The world Biden’s national security team will inherit
Strategic competition with Russia and China, emergent nuclear threats, and Islamist extremism are in store
Read the full article at The Dispatch
The initial statements and early national security appointments of President-elect Joe Biden should help lay to rest any lingering fears from the recent presidential campaign that he was suffering from low-grade dementia and that he would easily become a tool of the Democratic Party’s left wing. Perhaps the best proof of this is the fact that squeals of rage and protest that are emanating from both the “progressive” left and right-wing non-interventionists of the Koch-Soros-funded school of “restrained” (read isolationist) foreign policy for the United States, as well as the frantic campaign they seem to have waged successfully to block the candidacy of well-known centrist Michele Flournoy for secretary of defense. Still, every new administration, especially one that was recently in power, has to take stock of how the world has changed and contend with a shake-down cruise on national security issues in its first year. In that context, how is the new Biden team shaping up, and what kinds of challenges is it likely to face?
Every new administration, especially one that was recently in power, has to take stock of how the world has changed.
The Team
One strength of the incoming administration is that Biden has not put together a “team of rivals” but rather a team of colleagues with strong pre-existing relationships with the president-elect and with one another. That could insulate them against the bureaucratic infighting that has all too often prevented coherent policymaking in both Democratic and Republican administrations since the 1970s. Although there is always a danger that such a team will fall victim to “groupthink,” naming Jake Sullivan—who is known for playing devil’s advocate and ruthlessly questioning assumptions—to the national security adviser’s role may help mitigate that risk.
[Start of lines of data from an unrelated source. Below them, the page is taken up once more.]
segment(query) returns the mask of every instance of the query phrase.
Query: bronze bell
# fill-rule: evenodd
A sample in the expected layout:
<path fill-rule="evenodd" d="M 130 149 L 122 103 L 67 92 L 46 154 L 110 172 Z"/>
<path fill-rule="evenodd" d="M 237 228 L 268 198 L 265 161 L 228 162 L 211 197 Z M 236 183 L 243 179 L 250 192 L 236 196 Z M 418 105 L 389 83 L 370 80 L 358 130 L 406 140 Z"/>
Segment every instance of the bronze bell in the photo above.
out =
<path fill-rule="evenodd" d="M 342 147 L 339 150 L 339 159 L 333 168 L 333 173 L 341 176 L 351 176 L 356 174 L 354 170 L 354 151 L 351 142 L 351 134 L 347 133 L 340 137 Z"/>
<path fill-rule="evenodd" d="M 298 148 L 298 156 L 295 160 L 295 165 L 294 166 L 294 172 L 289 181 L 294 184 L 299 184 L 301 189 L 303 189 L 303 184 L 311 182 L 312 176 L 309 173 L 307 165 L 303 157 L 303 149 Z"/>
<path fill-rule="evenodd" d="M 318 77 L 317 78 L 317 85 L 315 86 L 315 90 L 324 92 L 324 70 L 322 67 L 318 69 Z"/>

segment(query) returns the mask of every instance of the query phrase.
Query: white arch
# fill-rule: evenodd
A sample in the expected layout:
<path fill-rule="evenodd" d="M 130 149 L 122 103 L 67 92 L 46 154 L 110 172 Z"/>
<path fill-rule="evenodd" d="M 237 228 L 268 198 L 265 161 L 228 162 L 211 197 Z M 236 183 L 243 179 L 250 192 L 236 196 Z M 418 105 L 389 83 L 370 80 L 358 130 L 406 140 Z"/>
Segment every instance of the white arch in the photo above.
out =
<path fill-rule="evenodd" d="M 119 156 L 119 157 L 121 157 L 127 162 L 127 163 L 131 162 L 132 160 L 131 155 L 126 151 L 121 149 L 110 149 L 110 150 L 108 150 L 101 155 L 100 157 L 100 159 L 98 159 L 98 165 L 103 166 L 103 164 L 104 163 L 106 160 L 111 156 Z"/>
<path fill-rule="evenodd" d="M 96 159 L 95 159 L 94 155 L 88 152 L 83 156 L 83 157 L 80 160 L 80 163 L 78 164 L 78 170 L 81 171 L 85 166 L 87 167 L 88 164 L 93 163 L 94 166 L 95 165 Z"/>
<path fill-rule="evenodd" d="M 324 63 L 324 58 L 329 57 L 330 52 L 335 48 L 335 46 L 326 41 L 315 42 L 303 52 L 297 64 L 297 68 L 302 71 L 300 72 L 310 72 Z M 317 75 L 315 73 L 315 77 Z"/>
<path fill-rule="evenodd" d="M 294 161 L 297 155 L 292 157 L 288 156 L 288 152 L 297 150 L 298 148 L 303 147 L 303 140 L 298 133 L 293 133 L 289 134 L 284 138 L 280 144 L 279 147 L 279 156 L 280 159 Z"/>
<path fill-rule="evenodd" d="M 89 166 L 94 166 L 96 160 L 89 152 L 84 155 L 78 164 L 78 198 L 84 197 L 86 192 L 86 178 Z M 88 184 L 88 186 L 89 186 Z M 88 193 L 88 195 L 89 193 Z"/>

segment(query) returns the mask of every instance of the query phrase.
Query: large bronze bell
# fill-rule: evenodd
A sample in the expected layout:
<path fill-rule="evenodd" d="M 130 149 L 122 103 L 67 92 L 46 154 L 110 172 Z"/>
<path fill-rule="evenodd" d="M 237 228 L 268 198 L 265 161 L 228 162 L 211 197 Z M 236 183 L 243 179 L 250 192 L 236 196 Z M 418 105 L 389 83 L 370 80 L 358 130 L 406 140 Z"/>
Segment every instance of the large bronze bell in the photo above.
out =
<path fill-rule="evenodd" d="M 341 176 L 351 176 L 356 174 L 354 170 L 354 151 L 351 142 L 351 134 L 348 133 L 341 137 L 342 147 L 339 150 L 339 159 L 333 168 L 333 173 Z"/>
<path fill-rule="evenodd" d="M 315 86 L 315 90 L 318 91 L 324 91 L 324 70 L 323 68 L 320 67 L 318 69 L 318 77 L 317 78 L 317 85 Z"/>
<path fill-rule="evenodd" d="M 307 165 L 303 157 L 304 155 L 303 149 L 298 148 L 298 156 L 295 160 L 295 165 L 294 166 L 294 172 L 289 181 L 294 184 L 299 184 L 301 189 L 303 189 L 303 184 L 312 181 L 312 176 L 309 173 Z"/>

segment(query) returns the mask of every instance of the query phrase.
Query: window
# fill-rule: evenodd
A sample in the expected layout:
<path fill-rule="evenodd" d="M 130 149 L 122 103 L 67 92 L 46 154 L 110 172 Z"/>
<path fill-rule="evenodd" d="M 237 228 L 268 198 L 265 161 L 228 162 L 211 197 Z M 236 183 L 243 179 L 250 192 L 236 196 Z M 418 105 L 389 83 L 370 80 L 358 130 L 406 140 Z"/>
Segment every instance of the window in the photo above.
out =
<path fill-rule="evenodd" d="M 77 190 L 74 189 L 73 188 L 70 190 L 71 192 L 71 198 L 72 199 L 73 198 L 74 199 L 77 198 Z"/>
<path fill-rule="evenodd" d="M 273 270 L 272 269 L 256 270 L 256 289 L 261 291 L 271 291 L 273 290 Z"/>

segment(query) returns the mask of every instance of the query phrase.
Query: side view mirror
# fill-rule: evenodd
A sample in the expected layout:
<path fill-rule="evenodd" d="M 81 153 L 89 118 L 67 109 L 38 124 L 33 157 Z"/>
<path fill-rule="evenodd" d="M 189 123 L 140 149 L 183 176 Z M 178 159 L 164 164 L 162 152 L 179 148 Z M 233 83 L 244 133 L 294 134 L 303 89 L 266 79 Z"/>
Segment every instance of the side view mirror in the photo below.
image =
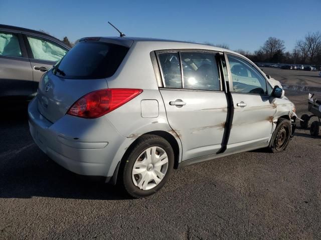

The team that Biden has announced stands pretty squarely in the moderate tradition of liberal internationalism that animated the post-Cold War administrations of Bill Clinton and, to a lesser extent, Barack Obama. The team shares a belief in the importance of U.S. global leadership (with varying degrees of skepticism about how easy this will be to reassert in the wake of Donald Trump), a commitment to the value of U.S. alliances and partnerships around the world (with some advocating more or less “tough love” for some allies), a conviction that the U.S. is facing greater competition from a variety of authoritarian actors in the international arena, and a creedal commitment to multilateral diplomacy as a major tool to advance U.S. interests around the world.
The team that Biden has announced stands pretty squarely in the moderate tradition of liberal internationalism.
The one major deviation from the traditional catechism of liberal internationalism comes in the area of trade, where a significant number of those advising Biden (notably including the aforementioned Jake Sullivan) believe that the U.S. commitment to free trade has become disconnected from the concerns of middle-class Americans. This does not mean that they endorse Donald Trump’s not-so-“easy-to-win” trade wars (although it is worth recalling that both Hillary Clinton and Bernie Sanders opposed the Trans-Pacific Partnership negotiated by the Obama administration and from which Donald Trump withdrew early in his term). Rather, they hope to reconnect trade negotiations to the broader American middle class—as Brookings’s Thomas Wright, the shrewdest analyst of Biden world, has argued and Sullivan has written—by “reforming trade deals to target tax havens, prevent currency manipulation, improve wages, and generate investment in the United States. Industrial policy should be used to compete with China, particularly in new technologies, and foreign policy should be a part of the antitrust debate on breaking up big tech.”
For conservative internationalists, notably including many Never Trumpers, a big question is whether or not the new Biden administration will amount to Obama Redux or whether, to borrow a quip from the late Irving Kristol, those Obama-era returnees “have been mugged by reality.”